Phylogeny of adaptation and diversification in a model biofilm population. Haplotypes were assembled by screening 30 clones from 525 generations and 30 clones from 1,050 generations at variable loci in the metagenome sequences of the community, and their most parsimonious phylogeny was constructed. The ancestor (black line) is rapidly displaced by new mutant ecotypes depicted in different colors; lineages that do not continue were outcompeted by superior lineages within their niche. “Unknown” lineages are ecotypes of uncertain genetic composition, i.e., the mutation defining the R or W morphology is unknown.

Fig. 3.

Population genomics and ecological structure of the biofilm community over time. Allele frequencies were determined at four time points (vertical dashed lines), and dynamics were interpolated. (A) Frequency of majority mutations belonging to the dominant haplotype throughout the community. (B) Mutational dynamics within and among niches.

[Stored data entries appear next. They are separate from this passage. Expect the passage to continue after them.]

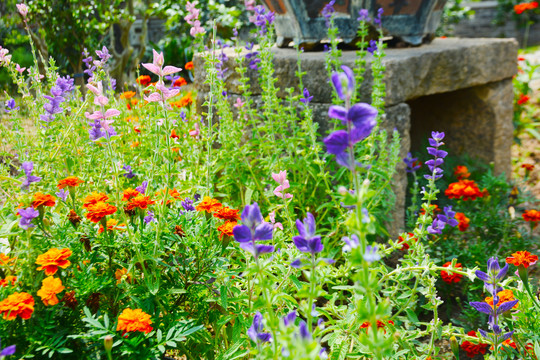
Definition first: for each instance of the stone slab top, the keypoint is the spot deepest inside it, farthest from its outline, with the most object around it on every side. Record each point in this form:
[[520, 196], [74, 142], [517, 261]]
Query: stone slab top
[[442, 66]]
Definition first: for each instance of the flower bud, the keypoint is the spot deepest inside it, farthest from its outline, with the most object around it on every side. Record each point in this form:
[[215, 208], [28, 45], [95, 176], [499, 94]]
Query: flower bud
[[107, 343]]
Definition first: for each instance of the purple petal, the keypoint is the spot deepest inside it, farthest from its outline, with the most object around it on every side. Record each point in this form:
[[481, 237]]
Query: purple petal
[[242, 233]]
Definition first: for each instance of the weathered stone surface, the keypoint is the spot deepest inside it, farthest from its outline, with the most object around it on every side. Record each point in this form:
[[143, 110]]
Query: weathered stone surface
[[444, 65], [477, 121]]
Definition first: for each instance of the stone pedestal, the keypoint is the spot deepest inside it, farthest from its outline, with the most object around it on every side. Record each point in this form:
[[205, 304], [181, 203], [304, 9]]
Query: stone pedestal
[[460, 86]]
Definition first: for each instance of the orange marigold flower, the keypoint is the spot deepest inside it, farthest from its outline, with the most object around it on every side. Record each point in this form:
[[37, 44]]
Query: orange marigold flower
[[463, 221], [226, 213], [380, 325], [522, 258], [209, 205], [122, 275], [49, 288], [134, 320], [17, 304], [451, 277], [180, 82], [406, 242], [226, 229], [464, 189], [98, 211], [127, 95], [94, 198], [472, 349], [9, 279], [528, 167], [144, 80], [129, 193], [52, 259], [140, 202], [72, 181], [531, 215], [6, 260], [504, 296], [461, 172], [41, 199], [112, 224]]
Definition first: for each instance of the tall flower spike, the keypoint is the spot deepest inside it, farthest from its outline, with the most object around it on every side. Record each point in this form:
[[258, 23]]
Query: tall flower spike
[[307, 241], [253, 230]]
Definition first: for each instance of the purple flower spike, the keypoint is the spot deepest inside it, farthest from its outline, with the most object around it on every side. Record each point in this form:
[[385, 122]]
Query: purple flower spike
[[255, 332], [27, 215], [304, 331], [252, 230], [307, 241], [289, 318]]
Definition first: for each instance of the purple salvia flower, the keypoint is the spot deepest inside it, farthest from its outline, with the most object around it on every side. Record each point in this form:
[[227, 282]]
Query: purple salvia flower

Each color transition represents a new haplotype (labeled as in Table 1), and color breadth shows haplotype frequency in the community, to scale. The earliest mutants arose on the ancestral genotype, and subsequent mutations evolved within the ecotypes that subdivided the community. Lines crossing ecotype boundaries (light blue lines) represent invasion of the dominant S haplotype into the R or W niche associated with novel mutations. Horizontal light blue lines highlight the ecological boundaries that evolved within this community. Additional low-frequency mutations were detected in the metagenomes and are reported in Table S1, and other mutants likely evolved before the first samples. *, R isolate with unknown niche-specifying mutation; **, W isolate with unknown niche-specifying mutation. (C) Dynamics of niche invasions by mutants of S over time. Each blue arrow represents the invasion of an S type into an R or W niche.

Fig. 4.

Ecotype frequencies in biofilm population B1 over time as evaluated from plate counts. As certain mutations became detectable (arrows and mutation labels), changes in morphotype frequencies were observed.

Fig. P1.

Evolutionary dynamics of adaptive diversification in a Burkholderia biofilm community. Ecotypes (S, R, and W) are defined by colony appearance (Lower) and niche specificity, and their frequencies are depicted by the breadth of blue, green, and red colors. Each new haplotype (M) is labeled numerically and shown in a distinct color; color breadth indicates haplotype frequency in the community (shown to scale). Most mutations arise within ecotypes and remain confined to that niche, but lines crossing ecotype boundaries represent invasion of the dominant S haplotype into the R or W niche, along with novel mutations. Single asterisks indicate an R isolate with unknown niche-specifying mutation; double asterisks indicate a W isolate with unknown niche-specifying mutation.